During the commissioning phase of the James Webb Space Telescope, NASA pointed it at fellow solar system inhabitant Jupiter to help make sure all of the instruments were working as intended. Those early samples were pretty interesting but not nearly as impressive as these fully processed images from a member of the citizen science community.
The composite image of Jupiter seen above was captured using Webb’s NIRCam with three different filters: F360M (red), F212N (yellow-green), and F150W2 (cyan). Infrared light is invisible to the human eye, so the light from the scope has been mapped onto the visible spectrum.
The auroras at the north and south poles of Jupiter are mapped to a reddish color. Another filter mapped to greens and yellows highlights hazes swirling around the poles, while a third filter mapped to blues showcases light from a deeper main cloud.
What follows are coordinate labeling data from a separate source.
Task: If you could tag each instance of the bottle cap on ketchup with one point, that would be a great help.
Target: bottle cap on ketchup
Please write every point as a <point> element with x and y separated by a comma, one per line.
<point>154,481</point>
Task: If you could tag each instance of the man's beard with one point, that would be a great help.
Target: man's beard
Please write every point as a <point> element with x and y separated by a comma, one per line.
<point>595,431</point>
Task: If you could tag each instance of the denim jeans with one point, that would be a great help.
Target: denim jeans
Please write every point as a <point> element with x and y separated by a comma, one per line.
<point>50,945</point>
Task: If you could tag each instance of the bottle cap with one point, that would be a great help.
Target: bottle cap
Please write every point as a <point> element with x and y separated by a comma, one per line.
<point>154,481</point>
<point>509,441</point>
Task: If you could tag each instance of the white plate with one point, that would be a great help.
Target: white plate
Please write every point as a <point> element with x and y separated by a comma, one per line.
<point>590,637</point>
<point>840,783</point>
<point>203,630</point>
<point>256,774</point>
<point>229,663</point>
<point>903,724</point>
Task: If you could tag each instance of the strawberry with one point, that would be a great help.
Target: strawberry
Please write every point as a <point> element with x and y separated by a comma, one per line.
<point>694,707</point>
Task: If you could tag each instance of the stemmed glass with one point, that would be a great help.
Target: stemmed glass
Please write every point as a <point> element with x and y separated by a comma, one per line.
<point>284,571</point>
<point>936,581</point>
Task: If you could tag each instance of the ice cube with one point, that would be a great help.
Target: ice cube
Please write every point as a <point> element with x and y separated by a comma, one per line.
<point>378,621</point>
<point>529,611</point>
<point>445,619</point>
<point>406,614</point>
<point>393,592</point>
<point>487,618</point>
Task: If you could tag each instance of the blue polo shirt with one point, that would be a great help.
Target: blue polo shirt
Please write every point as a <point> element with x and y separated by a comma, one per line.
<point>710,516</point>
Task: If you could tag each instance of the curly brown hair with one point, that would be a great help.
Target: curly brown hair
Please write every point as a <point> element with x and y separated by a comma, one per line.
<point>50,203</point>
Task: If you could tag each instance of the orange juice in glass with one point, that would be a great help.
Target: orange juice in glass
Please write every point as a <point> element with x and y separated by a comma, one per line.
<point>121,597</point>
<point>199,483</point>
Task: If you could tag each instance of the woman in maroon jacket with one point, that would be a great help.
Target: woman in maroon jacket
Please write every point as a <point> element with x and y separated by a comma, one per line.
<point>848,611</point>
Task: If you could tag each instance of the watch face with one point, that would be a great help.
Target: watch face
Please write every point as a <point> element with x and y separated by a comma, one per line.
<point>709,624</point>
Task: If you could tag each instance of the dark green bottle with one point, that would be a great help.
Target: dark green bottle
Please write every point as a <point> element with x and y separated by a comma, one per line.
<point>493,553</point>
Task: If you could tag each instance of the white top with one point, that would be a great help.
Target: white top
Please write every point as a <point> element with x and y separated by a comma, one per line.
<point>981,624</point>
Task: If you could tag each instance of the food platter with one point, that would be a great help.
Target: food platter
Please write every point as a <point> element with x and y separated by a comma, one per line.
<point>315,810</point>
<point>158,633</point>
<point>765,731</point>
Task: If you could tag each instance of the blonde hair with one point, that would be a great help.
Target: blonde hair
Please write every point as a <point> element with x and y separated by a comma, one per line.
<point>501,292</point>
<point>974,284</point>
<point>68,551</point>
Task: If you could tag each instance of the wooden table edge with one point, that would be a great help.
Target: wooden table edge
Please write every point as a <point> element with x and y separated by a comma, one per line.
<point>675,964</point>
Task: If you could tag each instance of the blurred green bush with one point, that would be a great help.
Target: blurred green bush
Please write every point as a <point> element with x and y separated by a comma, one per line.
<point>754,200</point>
The Great Red Spot is mostly white because it is reflecting sunlight.
The wide-field view of Jupiter is arguably even more mesmerizing. In this shot, we can see Jupiter’s rings, which are a million times fainter than the planet itself, as well as two of its moons: Amalthea and Adrastea. The fuzzy specks in the background are believed to be distant galaxies.
Judy Schmidt, the citizen scientist that processed the images, said the planet is harder to work with than most other targets because of how fast it rotates. As such, she had to digitally adjust some of the images to fix alignment issues when stacking them.
Schmidt has no formal education in astronomy but took up image processing about a decade ago after an ESA photo contest sparked her passion. She said her guiding philosophy with regard to image processing is to try and get the end result to look natural, even if it’s not anything close to what our eyes can see.
NASA’s Juno space probe left Earth in 2011 en route to Jupiter. The craft entered a polar orbit on July 5, 2016, and has since made dozens of flybys. Last year, NASA extended its science mission through September 2025.